Shipping Through Strait of Hormuz Remains Elevated Despite Renewed Strikes Published: 30 June 2026

  • Shipping traffic through the Strait of Hormuz has remained elevated despite renewed U.S.-Iran strikes over the weekend and seems at least partially unfazed by the stop-and-start peace talks. 
  • According to independent traffic service MarineTraffic, three container vessels entered the Persian Gulf over the weekend, a significant sign of confidence as they represent the first commercial container ships to make the journey in that direction since the start of the conflict. A total of 108 verified crossings were recorded between June 26 and 28, representing only a modest slowdown from the previous week.
  • Although recent attacks, including an Iranian strike on an oil tanker and subsequent U.S. strikes on 10 Iranian military targets near the Strait, tested the fragile ceasefire, commercial shipping continued. Notwithstanding, shipping traffic remains well below the above 100 ships that crossed the strait daily before the war.
  • The United Kingdom Maritime Trade Operations centre has advised vessels to transit with caution. Shippers have been using multiple routes along both Oman's and Iran's coastlines to maintain transit through the waterway. In addition, two empty supertankers entered the Persian Gulf, while several Saudi vessels successfully made the passage.

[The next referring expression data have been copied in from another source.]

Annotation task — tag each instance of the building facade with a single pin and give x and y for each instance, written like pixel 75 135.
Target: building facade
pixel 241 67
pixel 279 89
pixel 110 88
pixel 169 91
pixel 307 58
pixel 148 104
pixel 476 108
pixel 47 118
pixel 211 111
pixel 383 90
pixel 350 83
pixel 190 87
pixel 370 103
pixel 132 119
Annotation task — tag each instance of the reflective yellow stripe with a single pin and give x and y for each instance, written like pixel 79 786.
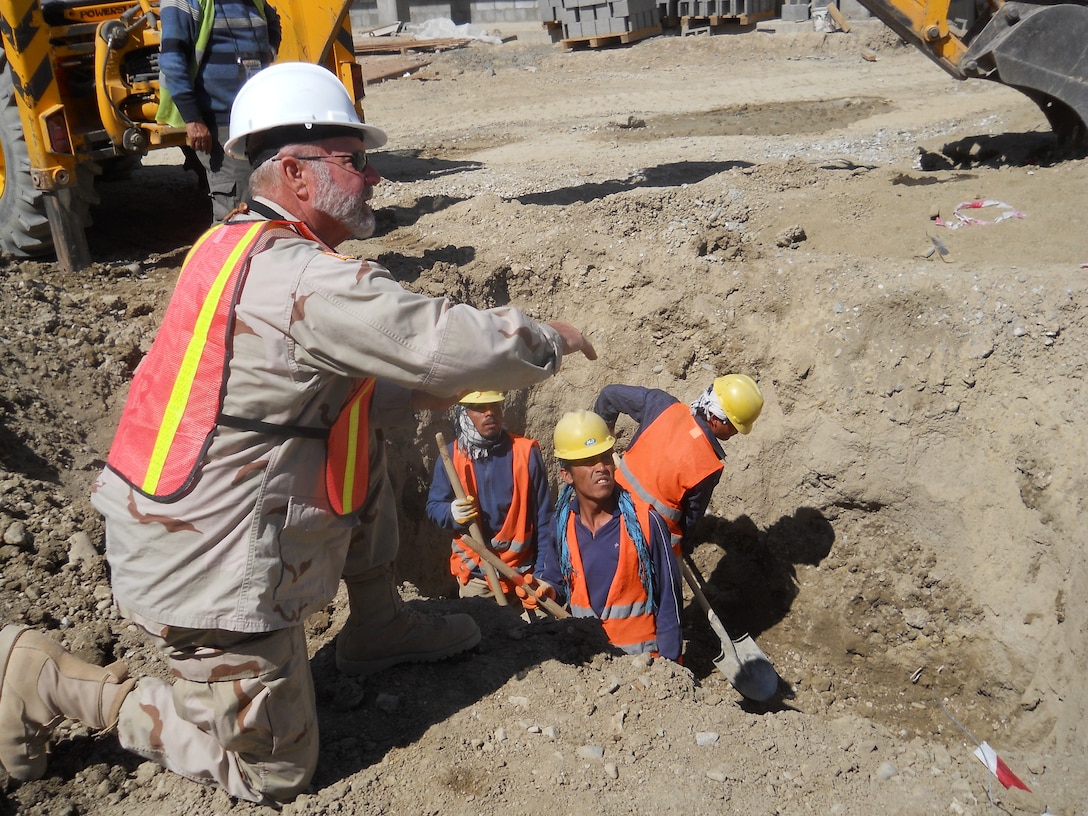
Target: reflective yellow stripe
pixel 353 449
pixel 190 362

  • The White House remained optimistic, with National Economic Council Director Kevin Hassett noting on Monday, June 29, 2026, that shipping traffic could soon return to more than 100 ships per day, helping to ease price pressures globally.
  • The willingness of tanker companies and their crews to navigate Hormuz is critical to returning the global oil market to normal and unlocking millions of barrels of supply. A sustained recovery in traffic through the Strait could help support global energy supplies and reduce upward pressure on oil prices if diplomatic efforts continue.